CompTIA Security+ Question E-14

A recent review of accounts on various systems has found that after employees’ passwords are required to change they are recycling the same password as before. Which of the following policies should be enforced to prevent this from happening? (Select TWO).

A. Reverse encryption
B. Minimum password age
C. Password complexity
D. Account lockouts
E. Password history
F. Password expiration

Answer: B,E

Explanation:
E: Password history determines the number of previous passwords that cannot be used when a user changes his password. For example, a password history value of 5 would disallow a user from changing his password to any of his previous 5 passwords.

B: When a user is forced to change his password due to a maximum password age period expiring, he could change his password to a previously used password. Or if a password history value of 5 is configured, the user could change his password six times to cycle back round to his original password. This is where the minimum password age comes in. This is the period that a password must be used for. For example, a minimum password age of 30 would determine that when a user changes his password, he must continue to use the same password for at least 30 days.

CompTIA Security+ Question D-11

Several employee accounts appear to have been cracked by an attacker. Which of the following should the security administrator implement to mitigate password cracking attacks? (Select TWO).

A. Increase password complexity
B. Deploy an IDS to capture suspicious logins
C. Implement password history
D. Implement monitoring of logins
E. Implement password expiration
F. Increase password length

Answer: A,F

Explanation:
The more difficult a password is the more difficult it is to be cracked by an attacker. By increasing the password complexity you make it more difficult. Passwords that are too short can easily be cracked. The more characters used in a password, combined with the increased complexity will mitigate password cracking attacks.
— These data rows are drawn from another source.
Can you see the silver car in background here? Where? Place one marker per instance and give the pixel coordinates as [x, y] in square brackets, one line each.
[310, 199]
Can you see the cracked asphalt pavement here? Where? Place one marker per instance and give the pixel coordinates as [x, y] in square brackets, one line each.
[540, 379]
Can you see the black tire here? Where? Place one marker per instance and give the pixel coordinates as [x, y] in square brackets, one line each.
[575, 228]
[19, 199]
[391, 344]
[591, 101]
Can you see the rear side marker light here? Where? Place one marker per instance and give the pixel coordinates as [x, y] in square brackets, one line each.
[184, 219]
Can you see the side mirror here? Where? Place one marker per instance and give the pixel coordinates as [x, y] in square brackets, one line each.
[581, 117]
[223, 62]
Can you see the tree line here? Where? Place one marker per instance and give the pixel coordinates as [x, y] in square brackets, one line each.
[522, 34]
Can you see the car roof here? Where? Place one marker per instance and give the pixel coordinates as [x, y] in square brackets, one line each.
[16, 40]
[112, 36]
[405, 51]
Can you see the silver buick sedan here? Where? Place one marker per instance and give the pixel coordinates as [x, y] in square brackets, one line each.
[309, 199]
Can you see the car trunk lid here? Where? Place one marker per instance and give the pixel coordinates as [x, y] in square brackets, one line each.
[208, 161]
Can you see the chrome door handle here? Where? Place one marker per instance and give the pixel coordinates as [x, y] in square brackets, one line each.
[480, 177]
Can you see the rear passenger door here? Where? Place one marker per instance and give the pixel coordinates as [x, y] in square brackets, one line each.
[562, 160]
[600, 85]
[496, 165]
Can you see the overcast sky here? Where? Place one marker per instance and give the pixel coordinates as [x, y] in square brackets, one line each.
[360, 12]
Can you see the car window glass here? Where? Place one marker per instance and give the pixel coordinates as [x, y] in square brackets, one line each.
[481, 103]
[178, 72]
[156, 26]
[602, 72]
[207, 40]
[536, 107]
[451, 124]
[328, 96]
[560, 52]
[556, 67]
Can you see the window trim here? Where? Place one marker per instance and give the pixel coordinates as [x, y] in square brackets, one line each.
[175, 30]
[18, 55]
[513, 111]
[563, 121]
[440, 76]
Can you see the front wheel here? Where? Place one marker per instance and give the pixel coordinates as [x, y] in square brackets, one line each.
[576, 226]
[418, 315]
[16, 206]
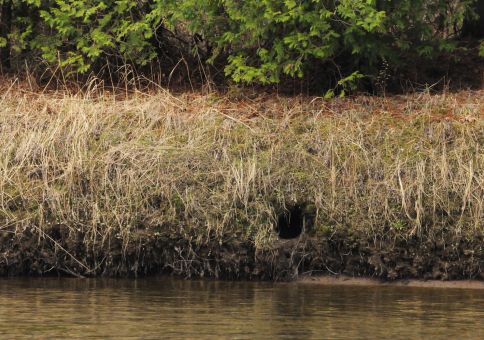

CompTIA Security+ Question C-37

A security administrator wants to check user password complexity. Which of the following is the
BEST tool to use?

A. Password history
B. Password logging
C. Password cracker
D. Password hashing

Answer: C

Explanation:
The most important countermeasure against password crackers is to use long, complex passwords, which are changed regularly. Password-cracking tools compare hashes from potential passwords with the hashes stored in the accounts database. Each potential password is hashed, and that hash value is compared with the accounts database. If a match is found, the password-cracker tool has discovered a password for a user account.